Additionally, and in horrific cases, the concentration camp would rob women of their maternal instincts, driving them through starvation to eat their children. Even after returning to the confines of the concentration camp, Kim was able to escape and cross over to China again. However, what awaited her there was the unbelievable fate of being sold for KRW 2,500.

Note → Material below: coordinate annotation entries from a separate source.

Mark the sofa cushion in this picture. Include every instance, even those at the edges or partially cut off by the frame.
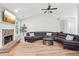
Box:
[46,33,52,36]
[73,35,79,41]
[30,33,35,36]
[66,35,74,40]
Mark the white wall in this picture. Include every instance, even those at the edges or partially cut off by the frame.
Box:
[0,6,15,48]
[22,14,60,32]
[60,4,78,34]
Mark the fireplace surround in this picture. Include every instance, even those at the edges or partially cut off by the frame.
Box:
[2,29,14,45]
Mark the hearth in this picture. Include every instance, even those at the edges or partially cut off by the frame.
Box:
[4,35,13,45]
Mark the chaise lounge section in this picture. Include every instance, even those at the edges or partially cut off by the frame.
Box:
[24,32,79,50]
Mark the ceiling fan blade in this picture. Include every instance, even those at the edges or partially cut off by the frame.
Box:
[41,9,47,10]
[50,8,58,10]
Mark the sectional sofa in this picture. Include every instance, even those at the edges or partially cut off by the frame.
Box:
[24,32,79,50]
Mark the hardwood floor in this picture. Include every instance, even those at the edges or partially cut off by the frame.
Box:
[0,40,79,56]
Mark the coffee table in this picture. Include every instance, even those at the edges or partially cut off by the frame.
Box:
[43,37,53,46]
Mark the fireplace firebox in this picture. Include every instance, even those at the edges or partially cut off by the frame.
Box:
[4,35,13,45]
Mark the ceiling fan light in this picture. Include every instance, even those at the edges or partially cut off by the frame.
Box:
[50,11,52,13]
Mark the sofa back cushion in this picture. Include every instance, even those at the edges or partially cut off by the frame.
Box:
[29,33,35,36]
[74,35,79,41]
[46,32,52,36]
[34,32,46,36]
[66,35,74,40]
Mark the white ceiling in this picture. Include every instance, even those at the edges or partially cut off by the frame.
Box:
[1,3,77,19]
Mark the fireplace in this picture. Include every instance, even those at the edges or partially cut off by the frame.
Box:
[4,35,13,45]
[2,29,14,45]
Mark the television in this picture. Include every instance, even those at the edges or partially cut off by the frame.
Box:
[3,10,16,24]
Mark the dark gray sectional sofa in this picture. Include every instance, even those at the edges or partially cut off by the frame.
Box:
[24,32,79,50]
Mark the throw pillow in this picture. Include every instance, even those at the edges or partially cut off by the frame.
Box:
[66,35,74,40]
[30,33,34,36]
[46,33,52,36]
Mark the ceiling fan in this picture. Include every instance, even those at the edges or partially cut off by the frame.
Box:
[41,3,58,13]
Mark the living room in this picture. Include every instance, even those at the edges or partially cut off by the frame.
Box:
[0,3,79,56]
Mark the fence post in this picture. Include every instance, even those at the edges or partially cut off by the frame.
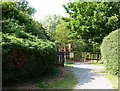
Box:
[62,52,65,67]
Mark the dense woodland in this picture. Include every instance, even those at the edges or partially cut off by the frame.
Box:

“The Han Chinese think that they can do whatever they want with you since they paid money. In spite of being born as a human being, North Korean woman are sold from one person to another. The pain that results from being sold in this manner is one that is difficult to express. The women who were not obedient had no choice to but adapt, since after being sold, they could be thrown out or left to die. You came to China because living in your motherland was no longer an option, but you still were on the receiving end of this kind of scorn and contempt. The health of these women was of no concern as they were kept up all night satisfying the sexual desires of these men.”

In this desperate struggle, the trip to South Korea required going to third-party countries like Laos or Thailand.

“Riding a raft from Laos, the woman beside me was caught by an alligator, which moved so fast that it was difficult to even see the reptile. In order to live, I vowed to defect again and return to China. However, to get to South Korea after China, you had to deal with narrow cliffs, mountain roads where even finding bodies was a difficult task, desert roads where losing your way was regular, and roads that were swarming with crocodiles.”

To those North Koreans whose lives are spelt out in this book, such concepts as “universal human rights” or “intervention” are out of the question when it comes to dealing with these human rights violations. This book reminds us of a truth that is beyond just being tragic; a truth that is faced by a woman who was sentenced to 28 years at a concentration camp for a crime that her grandfather, whose face she does not remember, committed and who was sold for a few thousand Korean Won for no other reason than being a North Korean woman.

Moreover, this book broaches the issue of political prisoner concentration camps in North Korea and how they warrant exhaustive investigation. The human rights violations associated to East-West Germany during the Cold War resulted in thorough inquiry, which resulted in expanding the overall legitimacy of their following unification. The attention that its human rights violations attracted was one of the components that led to the collapse of the Soviet Union.

In that vein, this memoir is pertinent and explicit evidence of the suppression of human rights by the government of North Korea and thereby contributes to the status of human rights in the DPRK.